Em Março de 2022, quando as negociações entre ucranianos e russos estavam prestes a começar, o porta-voz dos EUA, Ned Price, foi questionado sobre se os EUA apoiariam um acordo negociado, como proposto por Zelensky. Price respondeu:

«Esta é uma guerra que, em muitos aspectos, é maior do que a Rússia, é maior do que a Ucrânia. O que está em jogo são princípios que é preciso preservar.»

E prosseguiu, sugerindo que a questão tinha mais a ver com a ordem mundial e as regras que os Estados Unidos da América pretendiam defender.


https://2021-2025.state.gov/briefings/department-press-briefing-march-21-2022/


Ou seja, mais uma vez, o objectivo principal não era pôr fim à guerra na Ucrânia na mesa de negociações.


https://www.newsweek.com/us-wants-russia-weakened-so-that-it-can-never-invade-again-1700570

 

O Secretário de Defesa dos EUA, Lloyd Austin, avançou igualmente o objectivo dos EUA na guerra da Ucrânia como sendo o de enfraquecer um rival estratégico, afirmando:

«Queremos ver a Rússia enfraquecida a tal ponto que ela não consiga repetir as acções que realizou na invasão da Ucrânia. Portanto, ela [a Rússia] já perdeu muita capacidade militar. E francamente, muitas das suas tropas. E queremos que ela não tenha a capacidade de reproduzir essa capacidade tão cedo

Surgiu ainda uma declaração mais directa de Leon Panetta, ex-director da CIA, que argumentou também em Março de 2022:

«Estamos envolvidos num conflito. É uma guerra por procuração com a Rússia, quer o assumamos ou não. A maneira de obter vantagem é, francamente, avançar e matar russos

No entanto, na comunicação social, a narrativa continuava a ser de que tudo dizia respeito à democracia e à soberania ucranianas.

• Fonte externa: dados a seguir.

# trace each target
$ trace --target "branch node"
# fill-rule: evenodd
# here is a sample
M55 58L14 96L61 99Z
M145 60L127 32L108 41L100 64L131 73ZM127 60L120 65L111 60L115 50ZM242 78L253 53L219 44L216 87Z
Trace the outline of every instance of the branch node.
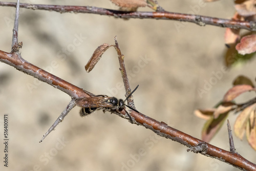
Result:
M201 153L205 155L207 153L208 151L208 145L205 142L200 142L198 143L196 146L191 147L190 148L187 149L187 151L188 152L191 151L195 153Z

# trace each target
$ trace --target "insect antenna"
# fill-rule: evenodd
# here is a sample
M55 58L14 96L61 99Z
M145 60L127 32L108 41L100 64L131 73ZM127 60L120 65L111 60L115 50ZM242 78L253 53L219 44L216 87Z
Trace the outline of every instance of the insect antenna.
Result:
M131 97L131 96L132 96L132 95L133 94L133 93L134 93L134 92L135 91L135 90L137 90L137 89L138 89L138 87L139 87L139 85L137 86L136 88L135 89L134 89L134 90L132 92L132 93L131 93L128 96L127 96L126 98L125 99L125 100L124 100L124 102L125 102L125 101L127 100L127 99L128 99L128 98L129 97Z
M132 96L132 95L133 94L133 93L134 93L134 92L137 90L137 89L138 89L138 87L139 87L139 85L137 86L137 87L135 88L135 89L134 89L134 90L132 92L132 93L131 93L128 95L128 96L127 96L127 97L126 98L125 100L124 100L124 102L125 102L125 101L126 101L127 99L128 99L128 98L130 98L131 97L131 96ZM128 105L126 105L125 104L124 104L124 105L126 105L126 106L127 106L128 108L129 108L130 109L134 110L134 111L135 111L135 112L136 112L137 113L139 113L139 111L138 111L137 110L136 110L135 109L134 109L133 108L132 108L131 106L129 106ZM127 114L127 112L126 111L125 111L125 112L126 113L126 114ZM128 115L129 116L130 115Z

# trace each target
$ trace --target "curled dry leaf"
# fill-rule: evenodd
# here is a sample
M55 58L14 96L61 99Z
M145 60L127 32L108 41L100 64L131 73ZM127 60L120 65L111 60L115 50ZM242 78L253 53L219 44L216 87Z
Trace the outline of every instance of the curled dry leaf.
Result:
M256 150L256 124L255 110L251 112L246 125L246 137L250 145Z
M110 0L120 7L136 8L147 6L145 0Z
M243 139L246 125L248 121L250 114L256 108L256 104L254 103L245 108L237 118L234 125L234 133L237 137L240 139Z
M241 84L247 84L250 85L252 87L254 87L254 86L250 78L244 76L239 75L233 81L233 85L241 85Z
M250 130L249 127L249 123L247 123L246 137L250 145L256 151L256 126L254 125Z
M111 46L112 46L108 44L103 44L97 48L94 52L93 52L93 54L89 61L86 65L86 70L87 72L89 72L92 71L97 62L98 62L99 59L100 59L100 58L104 52L105 52L105 51L106 51Z
M256 51L256 35L250 35L242 38L236 49L242 55L250 54Z
M230 101L240 94L252 90L255 91L255 89L250 85L242 84L235 86L229 89L224 95L223 101Z
M214 113L214 118L218 118L220 115L228 113L233 109L233 105L234 104L231 102L226 102L220 105Z
M216 108L198 109L194 111L195 115L204 120L208 120L216 110Z

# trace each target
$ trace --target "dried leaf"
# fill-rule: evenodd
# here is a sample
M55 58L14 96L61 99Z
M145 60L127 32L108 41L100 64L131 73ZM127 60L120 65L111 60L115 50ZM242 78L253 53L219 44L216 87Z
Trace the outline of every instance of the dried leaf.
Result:
M105 51L109 48L111 46L108 44L103 44L99 46L93 52L92 57L86 65L86 70L87 72L89 72L94 68L95 65L100 59L101 56Z
M219 0L204 0L205 2L215 2L215 1L217 1Z
M206 109L198 109L194 111L195 115L199 118L204 120L208 120L211 116L214 114L214 112L216 110L215 108Z
M233 104L232 103L229 103L229 104L226 103L226 105L225 105L223 104L220 105L214 113L214 118L217 118L221 114L228 113L233 109Z
M255 124L255 111L250 115L250 121L246 125L246 137L250 145L256 150L256 124Z
M204 124L203 127L202 140L209 142L222 126L228 115L228 113L226 113L220 115L216 119L214 119L213 116L211 116L211 118Z
M234 133L240 139L243 139L246 126L251 112L254 110L256 104L251 105L245 108L238 116L234 125Z
M120 7L136 8L144 7L147 3L145 0L110 0Z
M255 0L243 1L237 3L234 8L238 13L243 16L248 16L256 14L256 7Z
M241 42L236 46L236 49L238 53L242 55L256 51L256 35L250 35L242 38Z
M240 94L255 89L250 85L242 84L237 85L229 89L224 95L224 102L230 101Z
M233 81L233 85L241 85L241 84L246 84L250 85L252 87L254 87L253 83L251 81L251 80L243 75L239 75Z

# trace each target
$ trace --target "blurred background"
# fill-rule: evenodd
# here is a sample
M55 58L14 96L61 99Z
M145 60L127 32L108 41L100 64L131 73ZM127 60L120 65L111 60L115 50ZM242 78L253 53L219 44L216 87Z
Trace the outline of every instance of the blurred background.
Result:
M230 18L234 13L231 0L207 3L204 7L199 5L201 1L198 0L158 2L172 12L194 11L224 18ZM118 9L108 0L21 3ZM152 11L149 8L139 10ZM104 54L91 72L84 70L96 48L103 43L114 44L117 36L125 55L131 88L140 86L134 94L137 109L199 139L205 121L196 117L194 111L215 105L238 75L255 78L255 59L222 72L227 50L224 28L22 8L20 14L18 40L23 42L20 52L25 59L94 94L123 99L125 91L120 86L122 82L114 48ZM11 51L14 15L14 8L0 7L0 49L6 52ZM203 89L216 72L223 74L221 78L205 93L199 93L198 89ZM0 133L3 131L4 115L8 114L10 140L9 167L4 167L2 162L1 170L238 170L188 153L186 147L115 114L98 111L81 118L78 107L39 143L70 97L3 63L0 63ZM248 99L246 96L241 98L243 101ZM237 116L229 116L231 126ZM229 150L226 125L226 121L210 143ZM3 133L1 135L3 141ZM237 152L255 163L256 152L246 138L241 141L234 137L234 141ZM3 143L0 144L2 152Z

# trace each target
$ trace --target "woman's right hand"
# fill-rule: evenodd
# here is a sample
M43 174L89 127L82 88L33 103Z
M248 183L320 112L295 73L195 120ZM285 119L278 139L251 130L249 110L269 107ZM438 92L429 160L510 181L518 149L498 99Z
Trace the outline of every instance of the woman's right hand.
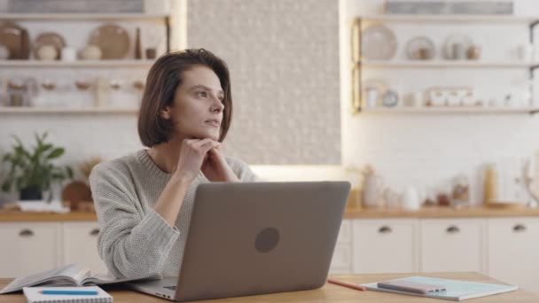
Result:
M191 184L199 175L207 152L220 145L221 143L209 138L184 139L174 176Z

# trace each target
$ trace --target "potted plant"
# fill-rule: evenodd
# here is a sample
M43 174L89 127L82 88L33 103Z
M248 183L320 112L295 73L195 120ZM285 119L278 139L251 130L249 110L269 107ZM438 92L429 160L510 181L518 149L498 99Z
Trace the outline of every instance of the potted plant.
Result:
M49 190L52 183L73 179L71 167L60 167L52 163L64 154L64 148L46 143L46 137L47 132L41 136L35 134L37 144L30 151L18 136L13 136L16 144L3 158L3 161L11 164L11 167L2 183L2 190L10 191L14 187L20 192L21 200L39 200L42 199L43 191ZM51 190L49 192L51 200L52 193Z

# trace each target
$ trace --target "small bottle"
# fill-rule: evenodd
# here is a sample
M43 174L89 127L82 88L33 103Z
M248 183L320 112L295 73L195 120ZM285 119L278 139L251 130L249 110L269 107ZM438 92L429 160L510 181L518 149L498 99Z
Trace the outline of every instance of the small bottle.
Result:
M142 58L142 46L140 45L140 27L137 27L137 35L135 36L135 58Z
M484 183L484 203L488 204L489 202L496 199L496 183L497 174L496 167L493 164L489 164L485 167L485 183Z

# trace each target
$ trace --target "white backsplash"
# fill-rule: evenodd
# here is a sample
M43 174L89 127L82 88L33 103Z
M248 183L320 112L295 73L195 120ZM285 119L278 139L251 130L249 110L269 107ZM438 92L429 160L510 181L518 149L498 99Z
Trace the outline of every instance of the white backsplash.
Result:
M381 0L340 1L343 165L371 164L384 176L386 184L397 190L407 186L419 190L435 188L457 175L465 174L472 185L472 203L479 204L482 201L480 167L488 162L511 162L532 157L539 150L539 116L525 113L360 113L352 116L349 21L353 16L381 13L382 4ZM536 15L539 2L516 0L515 12ZM395 28L399 44L396 58L401 59L404 58L403 50L409 38L426 35L435 41L439 52L446 35L454 31L464 32L480 43L488 58L514 59L514 48L519 43L527 41L528 33L524 23L490 24L490 27L476 23L435 22L432 26L408 23L392 27ZM524 89L527 71L526 68L373 69L364 74L387 78L401 93L432 85L465 84L475 86L486 96L502 97L507 92ZM515 194L513 190L512 190L513 195L524 195Z

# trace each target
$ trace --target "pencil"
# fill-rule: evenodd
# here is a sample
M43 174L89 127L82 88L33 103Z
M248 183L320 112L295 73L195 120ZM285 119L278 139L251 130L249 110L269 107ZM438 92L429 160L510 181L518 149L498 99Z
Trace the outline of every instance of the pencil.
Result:
M337 285L351 288L351 289L356 290L356 291L364 291L367 290L366 288L364 288L363 286L361 286L361 285L350 284L348 284L348 283L340 282L340 281L336 281L336 280L333 280L333 279L327 279L327 282L329 282L331 284L337 284Z

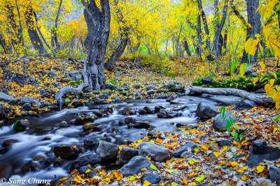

No entanto, surgiram mais provs no dia 22 de Março de 2022, quando Neil Ferguson na Bloomberg, citando fontes dos governos dos EUA e do Reino Unido, relatou que a preferência agora era por “prolongar o conflito e, assim, desgastar Putin, já que o único objectivo final é acabar com o regime de Putin».

 

https://www.bloomberg.com/opinion/articles/2022-03-22/niall-ferguson-putin-and-biden-misunderstand-history-in-ukraine-war


Ou seja, vemos repetidamente, vindas de vários países ocidentais, especialmente dos EUA e do Reino Unido, declarações de que esta é uma oportunidade para promover uma mudança de regime em Moscovo. Então, por que havemos de ter tanta pressa em acabar com a guerra?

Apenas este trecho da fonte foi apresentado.